Two weeks ago, while I was having my IVIG infusion, I accidentally spilt water on my Medi-Port site and had to get up to have my nurse change the dressing. I got up and was completely normal. We walked to the kitchen until I was about to sit down. I got extremely dizzy and my heart felt as if I was having a bad case of tachycardia. I felt like I was going to pass out and couldn’t catch my breath. I set my head on my nurses chest and that is all I remember. When I regained consciousness, I was completely confused and had no idea what happened. After I woke up, I became extremely sweaty and nauseous. It wasn’t until the next morning thatI learned that I didn’t exactly pass out, but had a seizure. This was a complete shock to me because I used to have migraine type seizures called, confusional migraines, but I was able to remember everything and respond while having them. I even had about a 30 second warning that I was about to “seize.” This time, I had know post-ictal effects such as inability to walk, except I was unable to remember seizing.

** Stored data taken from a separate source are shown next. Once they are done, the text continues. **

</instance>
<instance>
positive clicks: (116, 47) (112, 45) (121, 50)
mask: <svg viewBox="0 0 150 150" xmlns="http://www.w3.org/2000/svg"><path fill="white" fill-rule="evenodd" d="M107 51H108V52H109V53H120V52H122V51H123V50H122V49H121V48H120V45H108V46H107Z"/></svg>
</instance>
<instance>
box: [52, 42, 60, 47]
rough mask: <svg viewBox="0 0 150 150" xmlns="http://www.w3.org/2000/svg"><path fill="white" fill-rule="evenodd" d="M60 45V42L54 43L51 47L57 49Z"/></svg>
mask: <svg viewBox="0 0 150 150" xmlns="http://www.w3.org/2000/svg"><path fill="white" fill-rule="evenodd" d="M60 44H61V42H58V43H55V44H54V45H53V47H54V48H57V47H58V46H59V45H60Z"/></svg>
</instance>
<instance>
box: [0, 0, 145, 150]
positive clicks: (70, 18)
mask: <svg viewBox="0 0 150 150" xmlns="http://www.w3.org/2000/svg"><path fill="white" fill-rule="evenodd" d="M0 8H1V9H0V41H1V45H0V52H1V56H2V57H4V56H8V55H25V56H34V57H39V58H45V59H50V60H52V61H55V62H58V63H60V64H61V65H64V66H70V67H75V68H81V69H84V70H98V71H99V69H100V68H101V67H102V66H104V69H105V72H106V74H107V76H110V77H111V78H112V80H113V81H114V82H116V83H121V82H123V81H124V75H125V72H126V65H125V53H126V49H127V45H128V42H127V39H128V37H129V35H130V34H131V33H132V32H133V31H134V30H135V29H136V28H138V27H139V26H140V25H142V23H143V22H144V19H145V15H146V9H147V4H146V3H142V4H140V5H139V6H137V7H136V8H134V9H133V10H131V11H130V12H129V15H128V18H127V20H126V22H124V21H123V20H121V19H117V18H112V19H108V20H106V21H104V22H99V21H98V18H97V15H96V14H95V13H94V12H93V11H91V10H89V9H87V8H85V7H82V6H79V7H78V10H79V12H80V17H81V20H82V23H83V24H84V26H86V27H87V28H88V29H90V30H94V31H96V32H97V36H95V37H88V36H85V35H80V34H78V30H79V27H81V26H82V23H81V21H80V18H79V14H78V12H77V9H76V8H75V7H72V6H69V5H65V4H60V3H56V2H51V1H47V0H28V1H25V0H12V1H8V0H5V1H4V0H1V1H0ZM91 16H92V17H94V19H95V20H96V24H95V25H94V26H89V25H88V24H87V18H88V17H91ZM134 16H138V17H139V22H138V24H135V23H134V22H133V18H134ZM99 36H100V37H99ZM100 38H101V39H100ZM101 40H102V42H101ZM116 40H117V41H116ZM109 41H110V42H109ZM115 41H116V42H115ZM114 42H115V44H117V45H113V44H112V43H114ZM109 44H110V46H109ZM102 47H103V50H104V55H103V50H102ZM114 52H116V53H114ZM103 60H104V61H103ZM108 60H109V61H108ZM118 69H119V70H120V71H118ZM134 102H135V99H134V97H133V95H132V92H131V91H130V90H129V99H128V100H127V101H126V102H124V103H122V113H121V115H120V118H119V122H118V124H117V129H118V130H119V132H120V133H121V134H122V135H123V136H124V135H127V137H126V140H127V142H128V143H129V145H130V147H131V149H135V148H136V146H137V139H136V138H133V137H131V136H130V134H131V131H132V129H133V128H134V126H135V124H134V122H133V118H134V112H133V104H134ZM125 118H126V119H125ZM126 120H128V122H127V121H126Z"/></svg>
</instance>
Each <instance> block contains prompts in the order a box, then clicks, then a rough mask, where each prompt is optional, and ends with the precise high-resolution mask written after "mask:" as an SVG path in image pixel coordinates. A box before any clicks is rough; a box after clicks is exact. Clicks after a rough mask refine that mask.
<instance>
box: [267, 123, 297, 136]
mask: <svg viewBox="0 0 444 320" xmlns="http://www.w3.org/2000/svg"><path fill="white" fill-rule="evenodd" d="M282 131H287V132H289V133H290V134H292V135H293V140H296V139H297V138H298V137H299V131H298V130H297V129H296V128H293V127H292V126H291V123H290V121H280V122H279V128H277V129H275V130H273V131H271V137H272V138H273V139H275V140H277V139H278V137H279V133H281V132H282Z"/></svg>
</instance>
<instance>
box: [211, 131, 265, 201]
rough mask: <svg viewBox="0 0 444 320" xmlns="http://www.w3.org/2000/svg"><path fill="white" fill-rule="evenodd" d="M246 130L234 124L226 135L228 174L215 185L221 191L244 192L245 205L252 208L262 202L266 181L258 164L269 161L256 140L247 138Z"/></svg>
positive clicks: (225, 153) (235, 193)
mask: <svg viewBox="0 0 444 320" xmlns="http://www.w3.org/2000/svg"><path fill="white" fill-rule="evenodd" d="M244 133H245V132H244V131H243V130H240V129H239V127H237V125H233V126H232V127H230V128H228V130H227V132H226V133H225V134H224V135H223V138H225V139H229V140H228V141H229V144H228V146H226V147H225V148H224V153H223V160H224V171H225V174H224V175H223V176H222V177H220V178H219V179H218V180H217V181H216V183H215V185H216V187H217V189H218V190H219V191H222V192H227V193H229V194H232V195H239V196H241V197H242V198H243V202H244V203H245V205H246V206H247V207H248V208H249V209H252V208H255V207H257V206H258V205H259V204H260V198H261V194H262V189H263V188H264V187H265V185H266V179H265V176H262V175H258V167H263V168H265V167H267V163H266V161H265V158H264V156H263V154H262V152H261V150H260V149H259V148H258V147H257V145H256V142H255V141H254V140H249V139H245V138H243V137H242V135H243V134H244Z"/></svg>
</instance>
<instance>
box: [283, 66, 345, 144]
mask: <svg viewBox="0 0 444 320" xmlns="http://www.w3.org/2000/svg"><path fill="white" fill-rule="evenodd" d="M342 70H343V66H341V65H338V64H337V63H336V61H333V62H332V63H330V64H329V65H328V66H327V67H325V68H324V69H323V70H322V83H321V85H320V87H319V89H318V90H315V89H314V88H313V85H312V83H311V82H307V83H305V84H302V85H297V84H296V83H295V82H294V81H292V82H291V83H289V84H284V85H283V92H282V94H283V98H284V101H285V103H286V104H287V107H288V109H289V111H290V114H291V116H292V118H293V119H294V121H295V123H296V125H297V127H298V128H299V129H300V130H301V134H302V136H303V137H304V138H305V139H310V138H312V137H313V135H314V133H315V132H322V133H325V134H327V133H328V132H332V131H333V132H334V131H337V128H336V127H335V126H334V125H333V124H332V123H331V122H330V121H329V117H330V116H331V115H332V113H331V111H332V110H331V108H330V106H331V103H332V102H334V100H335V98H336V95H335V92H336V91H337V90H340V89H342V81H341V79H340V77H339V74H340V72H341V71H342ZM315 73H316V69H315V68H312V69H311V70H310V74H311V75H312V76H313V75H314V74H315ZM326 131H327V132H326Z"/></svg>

My mom called both my Stanford ACHD doctor and UCLA neurologist and obtained appointments the next week. We obtained the tests ordered by Dr. Sine and went to Stanford to see my cardiologist on Thursday. While there, we also mentioned that we think I had another episode because when I woke up, I had seizure symptoms. Due to uncertain results and multiple symptoms, we followed up with Stanford Pulmonology on Friday. Signs are possibly pointing to exacerbation of my pulmonary hypertension and the discussion of a catheterization was had.
On Sunday, we drove down to UCLA and on Monday we saw my neurologist. She basically said the same thing. She was confident that it was not neurological because I would be having more neurologic symptoms and I would not have recovered so fast. In my heart, I’ve thought it was my PH because of how I’ve been feeling and my symptoms fit.
Today, We got word that I will receive a cardiac catheterization procedure on September 15th at Lucile Packard Children’s Hospital to identify any changes from my last one and to determine if any interventions are appropriate.
Historically, I often pick up health changes before medical tests show anything. I am very sensitive to changes in my body that subtle changes aren’t so subtle to me. Regardless, something is definitely wrong. I have been getting worse and worse each week. I can barely get out of bed or have enough energy to do anything else. It could be simply that the wildfires triggered something in my lungs, or worse. However, I am more comfortable knowing I will be having the procedure which is the gold standard to determine real changes in my primary conditions.
We have to figure this out because I refuse to be a sick bride and my wedding is only two months away. I know that its the worse time to get sick again, but at least I have a little time before our wedding. I just want to get better. It’s crazy that my health declined so quickly after such a good run.
My biggest fear is that I will be a sick bride and I can’t bare it. I will continue to update you with news when I have it. Thank you for your love and support.